The announcement by de facto ruler Crown Prince Mohammed bin Salman
underscores a push to jumpstart the domestic economy as the OPEC kingpin
battles high youth unemployment and a coronavirus-triggered downturn.

“The total investment injected… into the national economy is expected to
reach 12 trillion riyals ($3.2 trillion) by 2030,” Prince Mohammed said in a
speech carried by state television.

That amount includes three trillion riyals from the Public Investment Fund
(PIF), the kingdom’s sovereign wealth fund.

Twenty-four of the kingdom’s biggest companies, including energy giant
Aramco and petrochemical firm SABIC, will contribute five trillion riyals
over the next decade, the crown prince told reporters later at a virtual
briefing.

He said the companies, many of them listed, had agreed to lower their
dividends and redirect the money into the domestic economy in exchange for
incentives such as subsidies.

The remaining four trillion riyals will come from a new “national
investment strategy”, which will soon be announced, the prince said.
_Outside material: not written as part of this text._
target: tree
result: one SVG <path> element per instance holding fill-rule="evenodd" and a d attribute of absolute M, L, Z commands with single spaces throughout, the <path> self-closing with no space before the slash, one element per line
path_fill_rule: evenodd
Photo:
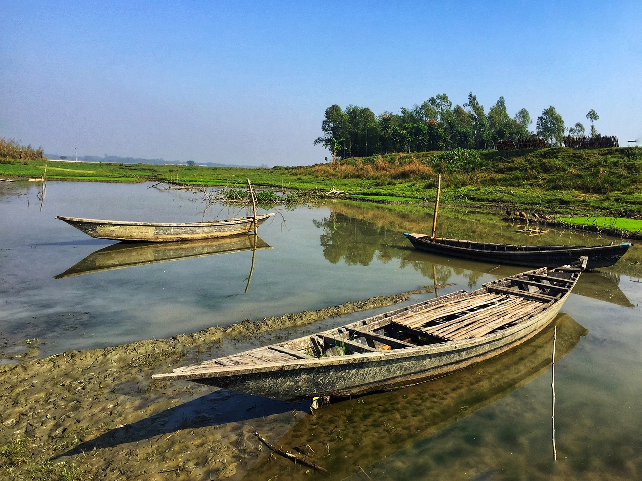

The initiative will help boost economic growth, create hundreds of
thousands of new jobs and strengthen the private sector, Prince Mohammed
added.

The programme is part of a mammoth 27 trillion-riyal ($7 trillion)
investment plan over the next decade, which will include huge government
spending to spur the domestic economy, the prince said.

The announcement comes after the crown prince said in January that the PIF
would invest $40 billion annually in the domestic economy over the next five
years.

The kingdom is pushing to boost job creation and revive businesses
decimated by the pandemic.

Joblessness in Saudi Arabia touched 14.9 percent in the third quarter of
2020, dipping slightly from an all-time high of 15.4 percent in the previous
quarter, according to official data. Last year, the twin shocks of the
pandemic and a drop in oil prices prompted the petro-state to triple its
value-added tax and suspend a monthly allowance to civil servants to rein in
a ballooning budget deficit.

Saudi Arabia, the biggest Arab economy, has been struggling to attract
foreign investment, a key pillar of the crown prince’s “Vision 2030” economic
diversification plan to boost non-oil revenue.